Life Sentence Cut Short for Alabama Man Convicted of Stealing Just Over $50

Thirty-six years into a life sentence for theft of a little more than $50, an Alabama man learned that he is set to be released.

No official date has been given yet for when Alvin Kennard, 58, will walk free, but he was resentenced to time served on August 28 and ordered to be released. He took the time to apologize to the court at the resentencing.

"I just want to say I'm sorry for what I did," Kennard said. "I take responsibility for what I did in the past.
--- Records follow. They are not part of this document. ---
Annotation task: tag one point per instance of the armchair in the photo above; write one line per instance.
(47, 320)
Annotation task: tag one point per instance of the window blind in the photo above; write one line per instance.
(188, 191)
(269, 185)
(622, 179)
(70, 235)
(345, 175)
I want the opportunity to get it right."

Kennard was sentenced to life in prison without parole in 1983 for robbing a bakery in Bessemer, Alabama. Kennard took $50.75, holding up the bakery with a pocketknife, according to ABC, and was charged with first-degree robbery at the age of 22.

free from prison stock image
XXX was sentenced to life in prison without parole as part of a mandatory sentencing law for people convicted of three crimes. Getty

Unfortunately for Kennard, it was not his first offense. He had pleaded guilty to three counts of second degree burglary in 1979 after being charged with crimes related to a break-in at an unoccupied gas station, AL.com reported. He was sentenced under Alabama's Habitual Felony Offender Act, which can trigger lifetime sentences depending on a defendant's background.

Under current sentencing guidelines in Alabama Kennard would receive a maximum sentence of 21 years if he was tried today, according to his pleading document. Although sentencing guidelines have been changed there has been no mandate to review old cases.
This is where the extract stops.